By (0) CommentsI’ve been keeping my head down in recent discussions about the current late night television kerfuffle, as my defense of Jay Leno has proved very unpopular among my peers. Needless to say, I was pleased to see a column in this Sunday’s New York Times expressing what I’d been trying to say all along. Of course, David Carr probably succeeded where I failed because he didn’t start with a thoughtful interjection of, “Now come on, is Jay Leno really so bad?” But first, some back story.
My mother is one of those people who has a sort of knee-jerk reaction to David Letterman (she called me in the wake of the latest scandal for a “see, I told you so!” conversation), so in my house, Leno was the late night comedian we watched. Although my bedtime was 10 p.m., I almost always convinced my mom to let me stay up for the news, which almost always extended into the first five minutes of Leno’s monologue. I rarely got to watch the whole show – I was usually shuffled upstairs during the first commercial break – and I didn’t always understand the jokes. But I liked Leno’s delivery, and I liked the way my mom laughed when she was watching “The Tonight Show.” She must have watched almost every night, between tucking us in and saying good night to my dad, waiting for the late night host’s take on the events she’d caught on the world news earlier that night. My mother was one of those people who was well-informed before it was easy to be well-informed, before the internet, before “The Daily Show” and “The Colbert Report,” back when network comedians provided commentary for middle America on the news of the day.

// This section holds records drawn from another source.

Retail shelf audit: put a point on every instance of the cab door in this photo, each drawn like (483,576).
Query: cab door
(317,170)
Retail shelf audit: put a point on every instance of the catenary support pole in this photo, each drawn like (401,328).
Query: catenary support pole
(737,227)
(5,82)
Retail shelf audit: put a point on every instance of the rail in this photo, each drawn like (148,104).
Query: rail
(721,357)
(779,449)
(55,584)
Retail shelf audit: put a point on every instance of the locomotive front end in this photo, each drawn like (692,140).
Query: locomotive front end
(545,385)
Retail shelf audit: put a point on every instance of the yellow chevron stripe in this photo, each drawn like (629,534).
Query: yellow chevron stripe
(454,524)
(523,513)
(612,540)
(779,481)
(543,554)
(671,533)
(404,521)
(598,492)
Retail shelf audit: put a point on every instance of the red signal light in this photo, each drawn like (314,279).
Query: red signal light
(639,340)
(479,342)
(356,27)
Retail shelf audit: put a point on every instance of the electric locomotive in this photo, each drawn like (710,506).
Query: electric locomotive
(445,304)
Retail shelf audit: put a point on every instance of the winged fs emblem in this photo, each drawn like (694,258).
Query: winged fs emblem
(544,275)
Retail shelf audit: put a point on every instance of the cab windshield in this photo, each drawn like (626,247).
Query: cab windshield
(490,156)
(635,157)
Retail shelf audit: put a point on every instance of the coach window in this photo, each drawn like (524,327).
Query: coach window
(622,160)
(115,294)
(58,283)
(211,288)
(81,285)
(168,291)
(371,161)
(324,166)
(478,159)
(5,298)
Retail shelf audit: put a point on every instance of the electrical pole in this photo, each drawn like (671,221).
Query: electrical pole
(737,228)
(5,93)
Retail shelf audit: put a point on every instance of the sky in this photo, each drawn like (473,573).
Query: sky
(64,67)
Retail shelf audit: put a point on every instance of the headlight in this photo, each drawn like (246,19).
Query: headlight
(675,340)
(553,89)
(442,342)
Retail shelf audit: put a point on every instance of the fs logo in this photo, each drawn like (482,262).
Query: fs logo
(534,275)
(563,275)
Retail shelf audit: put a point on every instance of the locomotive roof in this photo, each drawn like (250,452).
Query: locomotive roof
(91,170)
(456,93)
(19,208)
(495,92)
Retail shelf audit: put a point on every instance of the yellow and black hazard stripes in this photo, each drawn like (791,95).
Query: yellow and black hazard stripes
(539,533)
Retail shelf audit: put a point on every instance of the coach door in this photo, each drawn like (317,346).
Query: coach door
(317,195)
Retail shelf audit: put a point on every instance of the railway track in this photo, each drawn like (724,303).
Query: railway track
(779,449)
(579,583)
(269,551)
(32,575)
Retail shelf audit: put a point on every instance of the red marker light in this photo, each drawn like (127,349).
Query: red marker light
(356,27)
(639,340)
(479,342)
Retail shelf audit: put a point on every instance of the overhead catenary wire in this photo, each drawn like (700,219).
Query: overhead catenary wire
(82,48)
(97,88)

My mom never liked Conan O’Brien. The few times I was allowed to stay up with her to the very end, she’d always change the channel before “Late Night” came on. If a commercial so much as mentioned Triumph the Insult Comic Dog, she would appear scandalized, complaining loudly that she didn’t understand how people thought Conan was funny. The week Leno announced Conan would be taking up his mantle in 2009 (mind you, this was five years before it actually happened), my mother roamed the house like some kind of mourner that only came out after the evening news. I think she even threatened to switch to Letterman that week, but surely he said something that offended her straightaway, sending her back to Leno’s waiting arms.
Of course, my mother’s loyal viewership of “The Tonight Show” was about to go into sharp decline. Somewhere circa my junior year of high school, we acquired our first DVR (video-on-demand was still new at the time, and everyone called it a TiVo even though it was some off-brand machine we’d gotten through our cable company). Suddenly, Leno had to compete not with Letterman, but with missed episodes of “Grey’s Anatomy” and “Desperate Housewives.” It was almost too much for my mom. Deb – devoted Deb – found herself being pulled in many directions as once. I think the arrival of a high capacity DVR a few years later (one that could store 40 or 50 shows instead of just four or five) sealed the deal. Of course, the fact that my mother now records and attempts to watch every show on television is a story for another day. Her viewership of “The Tonight Show” dropped off long before Conan took the reins.
In his aforementioned column, David Carr (if you’re scratching your head and wondering where you’ve heard that name before, he’s the one that writes The Carpetbagger every winter during awards season) chalks the whole mess up to people like Deb leaving the late night shows in droves as their attention is pulled into all different directions, to things like “Netflix, laptops and a remote that can pull up favored prime-time programs on the DVR.” Why did my mom watch “The Tonight Show” for so many years? Your guess is as good as mine, but I suppose it has a lot to do with the fact that there wasn’t much else competing for her attention at 10:35 p.m. My generation will shell out for internet but not a cable subscription because we know we can get the same content online – and you can bet we’ll point our browser towards something more substantial than any late night montage.
That said, I’m still not sure I can say the whole thing wasn’t a cleverly planned made-for-television fight meant to remind people that the late night shows still exist.